On December 4, 2015, J.C. (father) filed a petition in the Suffolk Division of the Probate and Family Court for custody of his son, F.C. (child). The father simultaneously filed a motion for special findings, requesting that the court enter specific factual findings necessary to establish the child's eligibility to apply to the United States Citizenship and Immigration Services (USCIS) for special immigrant juvenile (SIJ) status under 8 U.S.C. § 1101(a)(27)(J).3 In support of the motion, the father and the child both submitted affidavits describing neglect that the child had suffered from the child's mother, M.T. (mother), while living in El Salvador, including but not limited to: the mother's inability to provide financially for the child, her inability to protect the child from repeated gang harassment and other violence, and her inability to intervene when he was threatened by local gang members who were recruiting him and threatening to harm the family if she refused to pay them. Her neglect in this regard caused him to suffer emotionally and eventually quit school. In the United States, the child is living with his father and brother in a stable environment and is attending high school without a constant fear of violence.
The mother was served with the complaint, summons, and motion for special findings. She filed an affidavit, agreeing that the father should be awarded full custody of the child. She does not contest any of the aforementioned facts regarding her neglect of the child.
After a nonevidentiary hearing, the judge issued a written order granting the child's custody to the father but denying the motion for special findings. Thereafter, a timely appeal was filed.
Because there was no evidentiary hearing, and the motion judge based her decision entirely on the documentary record, "we are in as good a position as the probate judge was to decide questions of fact." Bluhm v. Peresada, 5 Mass. App. Ct. 766, 766 (1977). See Guardianship of Penate, 477 Mass. 268, 277 (2017) (applying this standard of review in reversing Probate and Family Court's denial of motion for special findings). The affidavits of the father and child are consistent with each other and the facts contained therein are undisputed. Here, the uncontested averments in the affidavits show that the mother is unable "to take those actions necessary to provide a child with minimally adequate food, clothing, shelter, medical care, supervision, emotional stability and growth, or other essential care." 110 Code Mass. Regs. § 2 (2008).
As the facts are uncontested, and the relief requested by the petitioner is time-sensitive, we choose to address the merits and, in doing so, we make the following special findings and rulings based on the record before us:
1. F.C. was born on November 3, 1998, in Reina Chalatenango, El Salvador and currently resides with his father, J.C., in the city of Chelsea.
2. The Suffolk Division of the Massachusetts Probate and Family Court has jurisdiction pursuant to G. L. c. 215, § 6, to make equity determinations within the meaning of § 1101(a)(27)(J) of the Immigration and Nationality Act, 8 U.S.C. § 1101(a)(27)(J), and 8 C.F.R. § 204.11(a), (c) (2016). The child is dependent on the Probate and Family Court and under its jurisdiction.3
3. The mother neglected him by failing to take any action to protect him from dangerous local gangs, thereby putting his safety at extreme risk.

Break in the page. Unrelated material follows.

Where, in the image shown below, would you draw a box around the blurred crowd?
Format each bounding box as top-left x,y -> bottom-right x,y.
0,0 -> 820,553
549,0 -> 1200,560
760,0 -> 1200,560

4. The child's reunification with his mother is not viable due to abuse, neglect, abandonment, or a similar basis found under State law.
5. It is not in the best interests of F.C. to return to El Salvador, his country of nationality, and it is in his best interests to remain in the United States.
The order granting the father sole legal and physical custody of the child is affirmed. The order of the Probate and Family court denying the motion for special findings is reversed. The matter is remanded to that court where a decree is to enter forthwith incorporating the numbered findings recited in this memorandum and order. The First Justice of the Suffolk Division of the Probate and Family court shall direct the Register to also enter the decree forthwith. The rescript shall issue forthwith.
So ordered.
Affirmed in part; reversed in part and remanded.
To be eligible to seek SIJ status, an alien juvenile must establish: (1) that he or she has been declared "dependent on a juvenile court"; (2) that reunification with one or both of the juvenile's parents is "not viable due to abuse, neglect, abandonment, or a similar basis found under State law"; and (3) that it would not be in the juvenile's best interests to return to his or her country of nationality. 8 U.S.C. § 1101(a)(27)(J)(i)-(ii). The State court's role is not to engage in an immigration analysis or decision. See Recinos v. Escobar, 473 Mass. 734, 738 (2016). The entry of special findings is not a final determination as to whether the juvenile meets the requirements for SIJ status; rather, it is the first step in the process of achieving SIJ status. Ibid.
A juvenile may be declared "dependent" on a court within the meaning of § 1101(a)(27)(J)(i) without being committed to the custody of the court or a State agency. See Recinos, 473 Mass. at 743 ("If an immigrant child is able to show, for purposes of SIJ status eligibility, that he or she experienced abuse, neglect, or abandonment by one or both parents, it follows that the child is dependent on the Probate and Family Court for the opportunity to obtain relief").